1954 film by George Sherman

Border River is a 1954 American Western film directed by George Sherman and starring Joel McCrea, Yvonne De Carlo and Pedro Armendariz.

==Plot==
During the final stages of the American Civil War, Major Clete Mattson (Joel McCrea), an idealistic Confederate officer, robs a $2 million Union gold shipment. To secure weapons for the failing Confederacy, Mattson travels across the Rio Grande into "Zona Libre" (Free Zone), a lawless, sovereign enclave in Mexico. The territory is ruled by the despotic and corrupt Mexican Federal General Calleja (Pedro Armendáriz), who offers lucrative sanctuary to American outlaws and deserters in exchange for a share of their stolen loot.

Mattson opens negotiations with Calleja to purchase a large cache of munitions and rifles. However, his presence immediately attracts dangerous attention. He faces opposition from a local Union operative, Captain Fletcher (Ivan Triesault), who is determined to reclaim the gold and block the Confederate supply line.
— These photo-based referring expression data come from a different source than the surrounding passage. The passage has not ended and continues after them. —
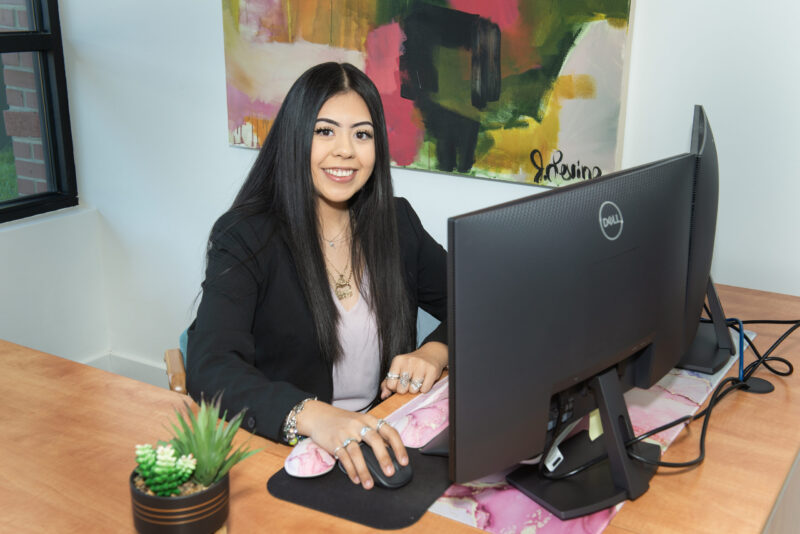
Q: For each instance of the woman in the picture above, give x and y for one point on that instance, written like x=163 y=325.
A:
x=314 y=277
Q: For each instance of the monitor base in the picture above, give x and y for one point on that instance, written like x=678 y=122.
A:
x=704 y=354
x=587 y=492
x=613 y=480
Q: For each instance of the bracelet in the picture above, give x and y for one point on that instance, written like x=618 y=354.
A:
x=290 y=435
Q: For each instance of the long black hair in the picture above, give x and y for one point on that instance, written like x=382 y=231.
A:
x=280 y=182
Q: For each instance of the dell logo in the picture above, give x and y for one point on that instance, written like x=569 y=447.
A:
x=610 y=220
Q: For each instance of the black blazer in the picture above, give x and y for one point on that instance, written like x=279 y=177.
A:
x=254 y=336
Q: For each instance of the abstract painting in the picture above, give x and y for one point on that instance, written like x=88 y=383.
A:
x=529 y=91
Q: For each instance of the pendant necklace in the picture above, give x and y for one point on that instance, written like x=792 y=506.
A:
x=332 y=242
x=342 y=287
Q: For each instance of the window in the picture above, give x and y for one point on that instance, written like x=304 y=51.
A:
x=37 y=169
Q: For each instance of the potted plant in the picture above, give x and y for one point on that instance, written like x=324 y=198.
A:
x=182 y=485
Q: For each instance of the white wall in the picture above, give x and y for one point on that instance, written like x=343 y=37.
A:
x=739 y=61
x=52 y=284
x=147 y=100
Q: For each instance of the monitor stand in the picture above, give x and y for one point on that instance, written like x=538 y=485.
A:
x=712 y=346
x=611 y=481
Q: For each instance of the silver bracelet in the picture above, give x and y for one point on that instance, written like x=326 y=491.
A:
x=290 y=435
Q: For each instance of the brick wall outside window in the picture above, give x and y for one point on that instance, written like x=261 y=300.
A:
x=21 y=118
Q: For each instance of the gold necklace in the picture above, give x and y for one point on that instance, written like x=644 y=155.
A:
x=342 y=287
x=338 y=237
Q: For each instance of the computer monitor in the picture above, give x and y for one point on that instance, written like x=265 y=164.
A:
x=560 y=302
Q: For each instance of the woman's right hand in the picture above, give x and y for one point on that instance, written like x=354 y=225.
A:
x=339 y=431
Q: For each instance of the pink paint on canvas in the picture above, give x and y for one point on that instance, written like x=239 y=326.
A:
x=504 y=13
x=240 y=106
x=403 y=122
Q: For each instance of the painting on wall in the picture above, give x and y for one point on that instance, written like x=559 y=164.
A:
x=528 y=91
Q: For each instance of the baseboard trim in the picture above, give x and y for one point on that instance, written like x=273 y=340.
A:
x=132 y=368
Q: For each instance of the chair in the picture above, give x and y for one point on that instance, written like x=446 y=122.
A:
x=176 y=370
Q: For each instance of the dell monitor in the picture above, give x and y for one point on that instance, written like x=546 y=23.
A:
x=560 y=302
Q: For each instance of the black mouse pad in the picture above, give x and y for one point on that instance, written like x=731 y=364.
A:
x=334 y=493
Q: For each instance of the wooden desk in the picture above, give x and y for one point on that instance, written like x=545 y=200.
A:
x=67 y=433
At the same time, Calleja’s deceptive business manager, Baron Von Giesen (George Dolenz), and a beautiful local woman named Carmelita Carias (Yvonne De Carlo) become deeply entangled in Mattson's mission. Carmelita forms a romantic attraction to Mattson, complicating the political stakes.

Recognizing the immense value of the bullion, Calleja repeatedly stalls the gun-running transactions while orchestrating several covert plots to steal the gold outright. Mattson is forced to navigate a series of violent double-crosses and armed skirmishes against the general's mercenaries to protect his cargo. As the political situation collapses and the Union forces close in on the border territory, Mattson must execute a tactical escape from the enclave with the help of Carmelita, fighting to transport the munitions back across the river to his beleaguered troops.

==Cast==
- Joel McCrea as Clete Mattson
- Yvonne De Carlo as Carmelita Carias
- Pedro Armendariz as General Calleja
- Alfonso Bedoya as Captain Vargas
- Howard Petrie as Newlund
- Erika Nordin as Annina Strasser
- George J. Lewis as Sanchez
- Nacho Galindo as Lopez
- Ivan Triesault as Baron Von Hollden
- George Wallace as Fletcher
- Lane Chandler as Anderson
- Martin Garralaga as Guzman
- Joe Bassett as Stanton
- Salvador Baguez as General Robles
- Felipe Turich as Pablo

==Production==
Joel McCrea and Yvonne De Carlo's casting was announced in April 1953. George Sherman was assigned to direct.

Filming began on 3 June 1953, the same day as Universal's The Glenn Miller Story. The two films were the first movies made at Universal for four weeks.

Parts of the film were shot in Colorado River, Professor Valley, and Courthouse Wash in Utah.

==Release==

===Home media===
Kino Lorber released a region A Blu-ray edition of the film through their Kino Lorber Studio Classics label on March 28, 2023.